Following a new round of policy tightening, HSBC raised its key lending rate in Hong Kong, a move that is likely to be replicated by local banking peers, as the Hong Kong Monetary Authority (HKMA) warned consumers to brace themselves for higher borrowing costs.
According to a statement, Hong Kong's largest commercial lender would raise the best lending rate by 12.5 basis points to 5.75 percent effective Friday, after hiking it three times in 2022. The decision came after the HKMA raised its main interest rate by a quarter-point to match the US Federal Reserve.
“We believe the adjustments are appropriate considering the macroeconomic environment, [interest rate] trends as well as the impact on our economy,” Luanne Lim, CEO of HSBC Hong Kong, said. “We will continue to monitor the external environment and be prepared to adjust our rates if needed.”
According to Eric Tso Tak-ming, chief vice-president at mReferral, a local mortgage broker, a 12.5-basis-point rise by HSBC will add HK$347, or 1.6 percent, to HK$22,452 in monthly instalments on a typical HK$5 million, 30-year home loan.
In lockstep with the Federal Reserve, the HKMA boosted its key interest rate to a new 15-year high, with its chief warning consumers of rising pressure on local borrowing rates.

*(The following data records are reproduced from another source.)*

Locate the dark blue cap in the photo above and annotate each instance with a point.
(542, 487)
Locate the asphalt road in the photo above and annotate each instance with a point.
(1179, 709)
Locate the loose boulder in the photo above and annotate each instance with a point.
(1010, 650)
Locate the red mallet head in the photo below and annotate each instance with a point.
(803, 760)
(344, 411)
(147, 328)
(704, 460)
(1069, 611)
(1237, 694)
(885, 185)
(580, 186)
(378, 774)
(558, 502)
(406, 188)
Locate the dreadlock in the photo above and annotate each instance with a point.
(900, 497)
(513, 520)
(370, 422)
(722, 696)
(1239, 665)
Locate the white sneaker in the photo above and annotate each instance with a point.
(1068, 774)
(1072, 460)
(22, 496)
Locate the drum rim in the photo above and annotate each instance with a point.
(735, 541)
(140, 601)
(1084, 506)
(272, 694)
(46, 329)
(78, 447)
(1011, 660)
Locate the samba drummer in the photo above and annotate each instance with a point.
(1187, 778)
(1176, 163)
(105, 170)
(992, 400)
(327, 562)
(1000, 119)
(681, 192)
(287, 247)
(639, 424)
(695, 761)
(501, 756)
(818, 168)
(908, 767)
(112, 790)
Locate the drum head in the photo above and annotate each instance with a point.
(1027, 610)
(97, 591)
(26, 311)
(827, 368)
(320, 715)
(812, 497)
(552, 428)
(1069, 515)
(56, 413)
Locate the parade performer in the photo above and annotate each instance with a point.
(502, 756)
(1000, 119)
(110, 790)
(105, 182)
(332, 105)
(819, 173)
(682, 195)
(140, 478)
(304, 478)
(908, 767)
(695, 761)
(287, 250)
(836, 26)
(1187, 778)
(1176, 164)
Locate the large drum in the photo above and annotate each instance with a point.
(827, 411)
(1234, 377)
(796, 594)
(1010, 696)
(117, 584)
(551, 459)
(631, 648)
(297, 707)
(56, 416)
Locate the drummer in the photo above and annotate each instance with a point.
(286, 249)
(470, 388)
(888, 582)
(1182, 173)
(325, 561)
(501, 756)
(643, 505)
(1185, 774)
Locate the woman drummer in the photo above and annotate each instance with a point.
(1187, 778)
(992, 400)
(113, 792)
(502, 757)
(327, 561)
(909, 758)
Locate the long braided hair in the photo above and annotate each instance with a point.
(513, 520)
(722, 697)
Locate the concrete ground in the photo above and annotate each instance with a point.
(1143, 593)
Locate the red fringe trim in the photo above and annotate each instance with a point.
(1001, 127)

According to a statement on its website, the city's de facto central bank raised its base rate to 5.5 percent from 5.25 percent, marking the 10th consecutive hike in the last 14 months. US policymakers unanimously agreed to raise the target rate by a quarter point to a range of 5% to 5.5%, implying an impending pause.
Since 1983, Hong Kong has followed the Fed's rate decision through its linked exchange rate system in order to keep the local currency pegged to the US dollar. Since the "lift-off" in March last year to lower inflation from a four-decade high, the US central bank has tightened at each of its policy meetings.
HKMA CEO Eddie Yue Wai-man also cautioned against premature rate cuts, even if the Federal Reserve may have reached the terminal rate level, a view shared by some local and Wall Street analysts who believe this is the final hike in the current policy tightening cycle.
“Some market participants maybe over optimistic to expect a rate cut will happen later this year. The chance for a rate cut this year is highly unlikely,” Yue said in a media briefing after raising the base rate while urging the public to be careful before borrowing or taking on mortgage loans. “Also, the recent financial distress of individual US regional banks has resulted in credit tightening [in the US].”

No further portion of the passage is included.